When broken down by demographics, 74% of parents with school-age children support vaccinations, along with 75% of respondents older than 55, 65% of registered Republicans, 61% of conservatives, 86% of registered Democrats, 89% of liberals, and 63% of independents.
Another popular person in West Virginia, Trump also appears in conflict with Morrisey and Kennedy, a noted vaccine skeptic. When asked during a press availability on Sept. 5 about Florida’s proposal to eliminate requirements for childhood vaccinations, Trump praised immunizations.
“We have some vaccines that are so amazing,” Trump said. “You have some vaccines that are so incredible. And I think you have to be very careful when you say some people don’t have to be vaccinated…You have vaccines that work, pure and simple work, they’re not controversial at all, and I think those vaccines should be used otherwise some people are going to catch it and they endanger other people.”
“It was yesterday or the day before yesterday that President Trump came right out and said, ‘I’m for the vaccine,'” Justice said on Talkline Thursday morning. “That basically sums it up in a nutshell. And to think that the President of the United States is absolutely against the vaccines or would say, ‘do whatever you want to do’ and everything, I don’t buy that our president is in that boat. And I’m surely not in the boat.”
According to national polling conducted between August 7-11 by noted Republican polling firm Fabrizio Ward with 1,000 respondents, 86% said it was important for children to receive the MMR vaccine, with 77% of Trump voters also agreeing.
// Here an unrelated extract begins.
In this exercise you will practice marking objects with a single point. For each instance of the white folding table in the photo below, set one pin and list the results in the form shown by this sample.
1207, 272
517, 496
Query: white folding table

When asked about the TDAP vaccine for tetanus, diphtheria and pertussis, 78% recommended it, with 67% of Trump voters recommending it.
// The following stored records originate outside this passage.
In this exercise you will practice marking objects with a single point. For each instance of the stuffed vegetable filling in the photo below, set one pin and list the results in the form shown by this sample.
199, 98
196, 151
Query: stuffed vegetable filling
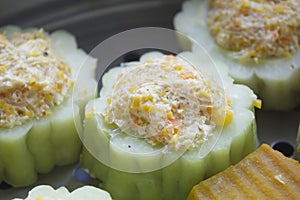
167, 101
255, 29
33, 79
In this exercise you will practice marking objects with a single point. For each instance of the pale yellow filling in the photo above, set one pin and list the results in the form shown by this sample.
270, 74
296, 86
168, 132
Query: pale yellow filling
33, 78
256, 29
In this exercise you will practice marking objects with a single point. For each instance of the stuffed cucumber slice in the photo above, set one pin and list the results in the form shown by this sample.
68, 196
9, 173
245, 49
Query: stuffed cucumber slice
258, 41
46, 192
38, 107
139, 135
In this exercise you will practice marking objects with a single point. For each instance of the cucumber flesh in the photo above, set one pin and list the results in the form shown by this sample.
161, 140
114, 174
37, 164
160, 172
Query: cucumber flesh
275, 80
39, 145
173, 181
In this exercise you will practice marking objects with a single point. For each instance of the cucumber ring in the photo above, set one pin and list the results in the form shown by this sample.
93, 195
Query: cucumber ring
38, 145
A bill during the 2025 legislative session that would have codified a religious vaccine exemption – something that exists in one form or another in 45 other states – passed the state Senate but died in the House of Delegates. In a social media post on Aug. 25, Morrisey claimed that Trump backed his efforts towards a religious exemption.
“On interpreting the religious freedom law to provide for religious exemptions for mandatory vaccines, do WV Legislators stand with the WV School Board (a group of unelected bureaucrats) or do they stand with the Trump Administration and (HHS Secretary Kennedy),” Morrisey said. “Very straightforward question which must be resolved soon for our kids!”
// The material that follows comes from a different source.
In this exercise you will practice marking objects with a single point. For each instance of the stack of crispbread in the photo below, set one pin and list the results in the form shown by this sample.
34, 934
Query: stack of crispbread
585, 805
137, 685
But Justice referred again to Trump’s remarks in the Oval Office at the beginning of September supporting vaccinations, saying he stands with the president.
“I’m absolutely respectful in every possible way that I can be for religious freedoms and so on,” Justice said. “But these kids are all jammed in one place together all the time…I stand exactly with President Trump. I think you have to be very careful when you say some people don’t have to be vaccinated. Just pure and simple, they work. They’re not controversial at all and I think those vaccines should be used.”